An out-of-network provider is defined as a provider that does not have a contract with an insurance provider and is therefore not covered in the insurance company’s network. Since the provider is not a part of the insurance provider’s network, many of the restrictions listed above do not apply. Here are some important benefits to using an out-of-network provider:

  • There is no pre-authorization process that must occur before starting with an out-of-network provider. No determination will be made as to whether physical therapy is considered necessary for your injury, and no one will restrict how many times you can see your physical therapist.
  • No referral from a physician is needed to start physical therapy. State laws vary as to how long treatment can continue without a referral, but no referral is needed to begin PT. This is so important for patients seeking physical therapy to understand, since delays in access to PT negatively impact patient outcomes.
  • There are no deductible, copayment, or co-insurance issues to wade through. When dealing with an out-of-network provider, patients can seek out and discuss rates that make sense in exchange for the service they are receiving.
  • The most important benefit when making the decision to work with an out-of-network provider is the one-on-one time you get to spend with your physical therapist. Out-of-network providers are not limited by contracts with insurance providers, and as a result, do not need to pack multiple patients into each treating hour to cover their costs. By setting their hourly rate at a price that allows them to see one patient at a time, these providers are ensuring increased one-on-one time with their patients, which inevitably leads to improved outcomes for those patients in fewer visits.

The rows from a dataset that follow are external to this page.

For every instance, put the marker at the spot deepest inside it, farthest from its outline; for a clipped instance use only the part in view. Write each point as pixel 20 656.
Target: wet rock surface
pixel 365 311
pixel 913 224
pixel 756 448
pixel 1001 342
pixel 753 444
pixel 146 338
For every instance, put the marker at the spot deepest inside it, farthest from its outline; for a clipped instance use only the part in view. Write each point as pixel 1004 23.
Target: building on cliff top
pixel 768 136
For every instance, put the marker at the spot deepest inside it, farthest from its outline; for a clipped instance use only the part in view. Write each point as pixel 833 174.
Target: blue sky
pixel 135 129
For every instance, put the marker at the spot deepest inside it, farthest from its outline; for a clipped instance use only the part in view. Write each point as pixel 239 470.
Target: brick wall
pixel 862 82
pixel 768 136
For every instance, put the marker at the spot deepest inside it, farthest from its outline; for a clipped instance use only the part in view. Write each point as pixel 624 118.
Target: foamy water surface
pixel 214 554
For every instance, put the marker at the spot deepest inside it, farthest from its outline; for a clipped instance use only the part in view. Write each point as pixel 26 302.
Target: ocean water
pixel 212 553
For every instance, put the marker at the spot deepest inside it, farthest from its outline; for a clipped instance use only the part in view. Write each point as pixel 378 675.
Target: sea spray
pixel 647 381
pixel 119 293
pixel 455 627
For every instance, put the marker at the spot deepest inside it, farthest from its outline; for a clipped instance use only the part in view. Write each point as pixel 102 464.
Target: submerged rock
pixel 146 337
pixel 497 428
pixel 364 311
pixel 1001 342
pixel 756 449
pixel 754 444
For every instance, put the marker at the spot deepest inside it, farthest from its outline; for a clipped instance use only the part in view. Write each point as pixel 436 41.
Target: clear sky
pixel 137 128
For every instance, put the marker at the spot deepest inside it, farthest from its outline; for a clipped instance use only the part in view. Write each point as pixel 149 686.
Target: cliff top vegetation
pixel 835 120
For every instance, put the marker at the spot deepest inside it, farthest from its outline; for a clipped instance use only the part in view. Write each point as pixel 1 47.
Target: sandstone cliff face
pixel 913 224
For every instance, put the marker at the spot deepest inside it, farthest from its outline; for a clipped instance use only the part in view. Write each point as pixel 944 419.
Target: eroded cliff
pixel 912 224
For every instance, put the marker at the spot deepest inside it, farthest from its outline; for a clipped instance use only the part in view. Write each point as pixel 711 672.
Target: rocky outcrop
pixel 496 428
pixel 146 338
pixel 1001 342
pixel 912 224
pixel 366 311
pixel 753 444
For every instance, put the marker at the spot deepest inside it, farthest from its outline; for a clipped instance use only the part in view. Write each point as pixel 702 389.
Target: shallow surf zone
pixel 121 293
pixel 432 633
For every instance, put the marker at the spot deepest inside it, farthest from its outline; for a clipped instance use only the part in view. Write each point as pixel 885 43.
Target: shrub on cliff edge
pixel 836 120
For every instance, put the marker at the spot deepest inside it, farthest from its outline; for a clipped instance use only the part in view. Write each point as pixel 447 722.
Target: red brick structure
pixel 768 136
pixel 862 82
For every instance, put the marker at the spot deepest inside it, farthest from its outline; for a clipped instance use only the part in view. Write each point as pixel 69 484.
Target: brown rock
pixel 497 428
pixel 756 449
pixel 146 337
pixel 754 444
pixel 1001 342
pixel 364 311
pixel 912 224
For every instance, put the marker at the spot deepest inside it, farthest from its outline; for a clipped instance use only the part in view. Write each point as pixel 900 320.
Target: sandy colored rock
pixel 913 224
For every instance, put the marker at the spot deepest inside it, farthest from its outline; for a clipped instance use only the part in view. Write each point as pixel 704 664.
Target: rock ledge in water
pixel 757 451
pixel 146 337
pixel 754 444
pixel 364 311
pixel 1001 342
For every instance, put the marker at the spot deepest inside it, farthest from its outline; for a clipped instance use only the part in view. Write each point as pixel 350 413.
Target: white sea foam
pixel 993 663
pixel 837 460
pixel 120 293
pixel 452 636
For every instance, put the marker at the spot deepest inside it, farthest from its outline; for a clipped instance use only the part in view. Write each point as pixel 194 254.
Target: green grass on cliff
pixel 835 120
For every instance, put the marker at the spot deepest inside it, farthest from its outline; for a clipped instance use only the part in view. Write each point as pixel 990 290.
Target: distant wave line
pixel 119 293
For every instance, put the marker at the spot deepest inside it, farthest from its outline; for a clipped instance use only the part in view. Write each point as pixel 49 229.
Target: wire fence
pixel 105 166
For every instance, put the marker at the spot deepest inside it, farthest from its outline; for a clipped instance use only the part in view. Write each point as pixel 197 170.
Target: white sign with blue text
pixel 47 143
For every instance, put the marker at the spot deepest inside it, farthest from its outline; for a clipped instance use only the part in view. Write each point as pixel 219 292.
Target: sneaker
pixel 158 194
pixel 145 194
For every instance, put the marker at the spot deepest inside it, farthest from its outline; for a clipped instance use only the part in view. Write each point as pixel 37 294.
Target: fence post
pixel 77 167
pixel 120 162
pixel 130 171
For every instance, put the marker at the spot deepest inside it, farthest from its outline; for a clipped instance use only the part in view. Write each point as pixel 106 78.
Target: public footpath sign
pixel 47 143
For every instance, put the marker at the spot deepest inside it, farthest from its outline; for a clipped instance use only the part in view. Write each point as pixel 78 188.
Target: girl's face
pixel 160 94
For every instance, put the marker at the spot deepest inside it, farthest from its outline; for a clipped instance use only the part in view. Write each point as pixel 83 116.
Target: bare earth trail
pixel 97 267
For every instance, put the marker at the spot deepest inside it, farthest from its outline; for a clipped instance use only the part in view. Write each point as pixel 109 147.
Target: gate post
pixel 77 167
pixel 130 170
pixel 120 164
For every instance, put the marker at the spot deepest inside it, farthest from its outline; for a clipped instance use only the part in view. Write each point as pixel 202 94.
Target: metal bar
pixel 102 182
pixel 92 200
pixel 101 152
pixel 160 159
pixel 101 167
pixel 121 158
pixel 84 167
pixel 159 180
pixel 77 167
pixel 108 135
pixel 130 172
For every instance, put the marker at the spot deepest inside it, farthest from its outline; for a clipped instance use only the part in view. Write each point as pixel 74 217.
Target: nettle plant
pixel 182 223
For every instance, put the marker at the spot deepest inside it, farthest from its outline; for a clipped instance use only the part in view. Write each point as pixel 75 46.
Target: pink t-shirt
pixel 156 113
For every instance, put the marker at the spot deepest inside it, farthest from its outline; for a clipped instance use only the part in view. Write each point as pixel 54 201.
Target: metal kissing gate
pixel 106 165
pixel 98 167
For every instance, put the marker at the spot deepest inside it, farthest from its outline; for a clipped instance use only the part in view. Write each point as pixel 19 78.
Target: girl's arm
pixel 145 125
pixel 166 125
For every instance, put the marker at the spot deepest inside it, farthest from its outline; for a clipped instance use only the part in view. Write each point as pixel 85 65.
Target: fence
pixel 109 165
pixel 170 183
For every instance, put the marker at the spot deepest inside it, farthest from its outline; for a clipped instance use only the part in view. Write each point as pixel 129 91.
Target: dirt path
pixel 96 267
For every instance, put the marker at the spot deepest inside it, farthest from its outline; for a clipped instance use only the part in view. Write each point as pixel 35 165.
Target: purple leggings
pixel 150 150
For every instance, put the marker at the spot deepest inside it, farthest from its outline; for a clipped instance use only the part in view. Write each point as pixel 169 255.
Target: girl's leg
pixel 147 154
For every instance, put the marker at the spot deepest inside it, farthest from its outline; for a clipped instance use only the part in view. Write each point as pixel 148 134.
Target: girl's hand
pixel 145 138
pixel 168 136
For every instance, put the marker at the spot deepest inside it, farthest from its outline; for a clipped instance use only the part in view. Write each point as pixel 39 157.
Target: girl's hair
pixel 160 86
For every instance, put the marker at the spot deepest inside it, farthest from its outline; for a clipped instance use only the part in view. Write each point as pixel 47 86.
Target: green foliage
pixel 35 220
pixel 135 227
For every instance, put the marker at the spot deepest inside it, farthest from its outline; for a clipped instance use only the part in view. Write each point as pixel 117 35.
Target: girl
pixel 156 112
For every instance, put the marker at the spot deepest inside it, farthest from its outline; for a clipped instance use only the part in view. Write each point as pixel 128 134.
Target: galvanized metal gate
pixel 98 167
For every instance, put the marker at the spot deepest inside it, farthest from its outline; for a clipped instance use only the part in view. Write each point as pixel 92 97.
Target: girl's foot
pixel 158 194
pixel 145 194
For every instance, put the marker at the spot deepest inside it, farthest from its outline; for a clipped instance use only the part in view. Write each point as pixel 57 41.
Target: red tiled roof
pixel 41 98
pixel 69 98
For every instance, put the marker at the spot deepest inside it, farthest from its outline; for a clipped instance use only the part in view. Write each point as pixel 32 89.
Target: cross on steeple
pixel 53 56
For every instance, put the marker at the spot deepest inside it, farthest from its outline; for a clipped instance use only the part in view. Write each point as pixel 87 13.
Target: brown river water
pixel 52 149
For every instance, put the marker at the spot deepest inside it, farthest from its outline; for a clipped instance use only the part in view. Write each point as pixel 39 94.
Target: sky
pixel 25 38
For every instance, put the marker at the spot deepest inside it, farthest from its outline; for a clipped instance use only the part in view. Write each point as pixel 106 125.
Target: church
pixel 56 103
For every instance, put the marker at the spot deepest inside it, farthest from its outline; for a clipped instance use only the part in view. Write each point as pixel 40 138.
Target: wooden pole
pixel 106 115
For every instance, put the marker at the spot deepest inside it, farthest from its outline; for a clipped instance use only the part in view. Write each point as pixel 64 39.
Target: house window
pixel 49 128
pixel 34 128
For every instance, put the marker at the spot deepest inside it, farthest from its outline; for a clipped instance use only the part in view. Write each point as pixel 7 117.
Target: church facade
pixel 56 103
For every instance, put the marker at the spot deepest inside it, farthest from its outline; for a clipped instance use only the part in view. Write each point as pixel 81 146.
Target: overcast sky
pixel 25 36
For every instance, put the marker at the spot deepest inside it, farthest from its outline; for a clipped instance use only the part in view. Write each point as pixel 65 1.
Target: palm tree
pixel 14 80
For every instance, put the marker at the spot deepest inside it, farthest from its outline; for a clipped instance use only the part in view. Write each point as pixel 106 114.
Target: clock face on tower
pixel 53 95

Deciding between In-Network and Out-of-Network

While on the surface, it appears that going out-of-network can be a more costly decision for physical therapy, but taking a closer look at a total course of care and what you are getting as a patient reveals a different story. Let’s take the following as an example: A patient is prescribed physical therapy 3x per week for 6 weeks, here are two routes they may take.

In-Network PT Provider

  • Submit PT referral to insurance company for pre-authorization (7-10 days)

 

  • Make appointment for initial evaluation at a clinic (10-14 day waitlist)

 

  • Spend 10 minutes of 1-on-1 time with physical therapist at each appointment

 

  • Pay $75 for each appointment

 

  • All 18 prescribed visits will be required and utilized due to limited time with physical therapist during each visit

 

 

 

  • Duration of course of care from referral to completion: 59-66 days

 

  • 3 visits per week for 6 weeks equates to $1,350 in cost and 180 total minutes with a physical therapist ($7.50 per minute)

 

 

  • Upon discharge, patient no longer has access to physical therapist and must get another prescription to return to PT for refresher visits or updates on exercises

Out-of-Network PT Provider

  • No pre-authorization required

 

 

  • Contact provider, schedule evaluation (often within 48 hours of contact)

 

  • Spend 60 minutes of 1-on-1 time with physical therapist at each appointment

 

  • Pay $200 for each appointment

 

  • After evaluation, physical therapist determines 2x per week for 2 weeks, then 1x per week for 2 weeks will be sufficient for current case as more work can be completed with increased 1-on-1 time

 

  • Duration of course of care from referral to completion: 30 days

 

  • 2 visits per week for 2 weeks, then 1 visit per week for 2 weeks equates to $1200 in cost and 360 total minutes with a physical therapist ($3.33 per minute)

 

  • Upon discharge, patient can contact physical therapist with questions or concerns, and resume occasional visits to review exercise performance or progress/adjust home program

In Summary

Many factors go into deciding which provider to choose for physical therapy. While one of the most common questions patients have is “do you take my insurance,” a provider that takes your insurance may end up being more expensive and being unable to provide you with the same one-on-one care that you will find with an out-of-network provider. The time, dedication, and individual focus you will receive from an out-of-network provider is well worth the investment to ensure you’re getting the best care that’s available when you’re in need of PT.